Before they had a breakout hit in The Witcher, Netflix launched another medieval fantasy show about a grumpy monster hunter who swears a lot: Castlevania. With season three now streaming, it’s a great time to get into this series, which is animated in a style I describe as “faux anime”—it’s not actual anime, but it’s got that look. The animation is metal as f-ck, with lots of impaled skeletons, burning “witches”, and grotesque monsters running amok. As much as can be accomplished in live action these days, animation suits Castlevania, especially since this is based on a videogame series and the animation keeps it somewhat consistent with the look of the contemporary games. Don’t worry, though, you don’t need to be familiar with the games to follow the series. Season one, which is only four episodes and basically serves as a prologue, does a great job laying out the story, and besides basic lore, the show doesn’t have much to do with the games. In this way Castlevania is also like The Witcher, you really don’t need the source text to get it.
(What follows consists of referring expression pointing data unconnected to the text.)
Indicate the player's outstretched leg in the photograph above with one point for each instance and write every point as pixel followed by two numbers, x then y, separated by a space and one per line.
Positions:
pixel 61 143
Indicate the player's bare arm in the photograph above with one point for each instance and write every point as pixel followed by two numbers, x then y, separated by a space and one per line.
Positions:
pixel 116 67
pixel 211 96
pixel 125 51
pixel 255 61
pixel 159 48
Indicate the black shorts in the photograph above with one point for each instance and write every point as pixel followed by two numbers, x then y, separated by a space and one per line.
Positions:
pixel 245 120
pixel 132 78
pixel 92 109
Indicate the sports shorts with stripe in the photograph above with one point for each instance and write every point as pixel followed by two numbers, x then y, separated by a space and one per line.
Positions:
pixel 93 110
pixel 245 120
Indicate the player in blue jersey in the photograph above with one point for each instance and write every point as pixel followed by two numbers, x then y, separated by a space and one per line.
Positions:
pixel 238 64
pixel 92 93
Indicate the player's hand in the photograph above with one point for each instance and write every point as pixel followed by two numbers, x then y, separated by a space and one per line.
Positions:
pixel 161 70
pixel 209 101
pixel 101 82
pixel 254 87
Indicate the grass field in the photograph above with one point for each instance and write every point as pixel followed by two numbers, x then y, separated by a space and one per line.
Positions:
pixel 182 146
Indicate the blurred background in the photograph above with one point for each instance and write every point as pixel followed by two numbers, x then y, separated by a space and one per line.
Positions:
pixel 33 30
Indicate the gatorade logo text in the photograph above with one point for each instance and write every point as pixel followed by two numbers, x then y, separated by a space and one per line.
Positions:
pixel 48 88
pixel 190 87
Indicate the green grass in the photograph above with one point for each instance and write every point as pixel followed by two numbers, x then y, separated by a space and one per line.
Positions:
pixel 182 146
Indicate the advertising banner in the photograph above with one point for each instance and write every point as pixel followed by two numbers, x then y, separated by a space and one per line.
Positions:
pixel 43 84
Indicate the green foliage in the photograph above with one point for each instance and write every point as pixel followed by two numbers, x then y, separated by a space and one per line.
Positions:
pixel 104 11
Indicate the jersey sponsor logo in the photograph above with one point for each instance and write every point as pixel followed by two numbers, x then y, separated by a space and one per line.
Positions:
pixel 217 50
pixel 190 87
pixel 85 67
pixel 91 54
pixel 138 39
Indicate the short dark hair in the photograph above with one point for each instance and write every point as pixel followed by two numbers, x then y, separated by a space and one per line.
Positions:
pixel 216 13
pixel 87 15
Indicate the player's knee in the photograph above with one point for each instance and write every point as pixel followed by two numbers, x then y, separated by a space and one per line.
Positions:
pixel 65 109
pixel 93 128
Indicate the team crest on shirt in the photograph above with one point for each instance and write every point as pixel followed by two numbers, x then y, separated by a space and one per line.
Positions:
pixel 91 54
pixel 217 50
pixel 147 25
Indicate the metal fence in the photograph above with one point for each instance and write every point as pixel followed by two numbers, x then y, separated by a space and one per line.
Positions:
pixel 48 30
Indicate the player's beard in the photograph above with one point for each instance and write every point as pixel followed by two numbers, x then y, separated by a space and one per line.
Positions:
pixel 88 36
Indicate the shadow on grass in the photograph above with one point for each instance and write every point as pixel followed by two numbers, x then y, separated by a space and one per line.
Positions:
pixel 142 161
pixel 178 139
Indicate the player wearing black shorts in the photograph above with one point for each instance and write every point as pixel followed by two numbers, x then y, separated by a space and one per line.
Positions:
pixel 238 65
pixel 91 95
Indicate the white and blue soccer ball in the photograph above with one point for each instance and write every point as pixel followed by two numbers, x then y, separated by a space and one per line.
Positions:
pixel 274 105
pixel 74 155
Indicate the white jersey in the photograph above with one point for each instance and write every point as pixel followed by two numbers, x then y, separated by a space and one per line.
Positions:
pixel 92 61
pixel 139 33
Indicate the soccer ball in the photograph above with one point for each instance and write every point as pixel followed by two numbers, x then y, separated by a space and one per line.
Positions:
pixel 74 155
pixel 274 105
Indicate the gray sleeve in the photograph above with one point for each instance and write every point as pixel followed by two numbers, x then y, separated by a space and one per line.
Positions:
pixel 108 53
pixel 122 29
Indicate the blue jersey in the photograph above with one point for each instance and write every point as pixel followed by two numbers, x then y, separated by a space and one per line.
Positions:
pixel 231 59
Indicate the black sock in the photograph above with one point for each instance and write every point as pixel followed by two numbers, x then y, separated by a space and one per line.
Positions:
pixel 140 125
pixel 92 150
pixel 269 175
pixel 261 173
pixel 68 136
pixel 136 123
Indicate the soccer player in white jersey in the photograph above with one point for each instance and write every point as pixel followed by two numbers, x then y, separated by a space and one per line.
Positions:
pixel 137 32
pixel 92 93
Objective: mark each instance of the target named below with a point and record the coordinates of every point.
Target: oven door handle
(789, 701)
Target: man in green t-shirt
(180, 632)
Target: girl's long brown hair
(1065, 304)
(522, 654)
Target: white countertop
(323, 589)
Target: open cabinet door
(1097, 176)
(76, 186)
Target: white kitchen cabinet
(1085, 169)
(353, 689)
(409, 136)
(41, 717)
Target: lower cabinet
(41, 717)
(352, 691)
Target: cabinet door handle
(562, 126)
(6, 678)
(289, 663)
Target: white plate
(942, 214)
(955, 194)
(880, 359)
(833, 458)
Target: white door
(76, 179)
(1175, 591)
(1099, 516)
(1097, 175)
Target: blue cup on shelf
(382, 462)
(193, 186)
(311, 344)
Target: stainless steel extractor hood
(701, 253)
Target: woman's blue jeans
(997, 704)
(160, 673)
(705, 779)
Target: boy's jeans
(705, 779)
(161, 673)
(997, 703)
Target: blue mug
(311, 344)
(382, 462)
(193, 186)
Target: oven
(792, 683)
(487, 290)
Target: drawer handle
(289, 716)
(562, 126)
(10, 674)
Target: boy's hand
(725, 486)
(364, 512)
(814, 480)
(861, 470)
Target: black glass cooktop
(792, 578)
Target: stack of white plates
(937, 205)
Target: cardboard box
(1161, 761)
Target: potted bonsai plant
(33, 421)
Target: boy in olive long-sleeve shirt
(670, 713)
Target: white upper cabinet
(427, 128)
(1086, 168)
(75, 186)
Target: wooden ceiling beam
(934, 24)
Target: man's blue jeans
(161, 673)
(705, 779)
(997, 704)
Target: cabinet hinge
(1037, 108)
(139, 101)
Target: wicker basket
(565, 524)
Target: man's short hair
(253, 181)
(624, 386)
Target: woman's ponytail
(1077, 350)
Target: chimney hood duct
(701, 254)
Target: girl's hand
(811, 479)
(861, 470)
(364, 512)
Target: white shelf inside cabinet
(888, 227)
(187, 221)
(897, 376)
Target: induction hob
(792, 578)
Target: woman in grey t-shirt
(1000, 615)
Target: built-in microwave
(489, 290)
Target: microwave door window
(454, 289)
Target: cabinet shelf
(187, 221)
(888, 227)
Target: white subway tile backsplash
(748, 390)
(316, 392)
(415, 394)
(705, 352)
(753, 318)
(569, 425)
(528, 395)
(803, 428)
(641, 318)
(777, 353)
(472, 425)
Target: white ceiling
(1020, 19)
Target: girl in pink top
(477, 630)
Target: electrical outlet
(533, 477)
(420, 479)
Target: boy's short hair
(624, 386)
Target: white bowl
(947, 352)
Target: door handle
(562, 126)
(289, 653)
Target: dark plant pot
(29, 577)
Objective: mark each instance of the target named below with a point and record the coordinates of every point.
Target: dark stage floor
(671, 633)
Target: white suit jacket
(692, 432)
Castlevania lives on a strange curve, where it’s definitely gothic horror, but it’s not SO gothic horror that it’s going to turn off anyone not familiar with the genre. It’s like Introduction to Gothic Horror 101. There is a lot of violence, tons of murder, plenty of cursing, but it’s also a cartoon, so the fantasy element is really heightened to the point of almost total disconnect. If this was a live-action show, monster hunter Trevor Belmont would be like medieval John Wick, but he’s a cartoon—albeit, a hot one— so all of his maiming and murdering is sort of pretty and artistic. In live action, the fight scenes would be super gory, but it’s impossible to get worked up about cartoon blood, which makes Castlevania perfect escapist viewing. Sure, it’s dark, but it’s also a cartoon, so it’s not THAT dark. Also, a bunch of the bad guys are creepy priests, which gives the whole thing a “Disney’s The Hunchback of Notre Dame” vibe. Every time the creepy priests threaten a woman—which they do A LOT—I hear, “The bells of Notre Dame…”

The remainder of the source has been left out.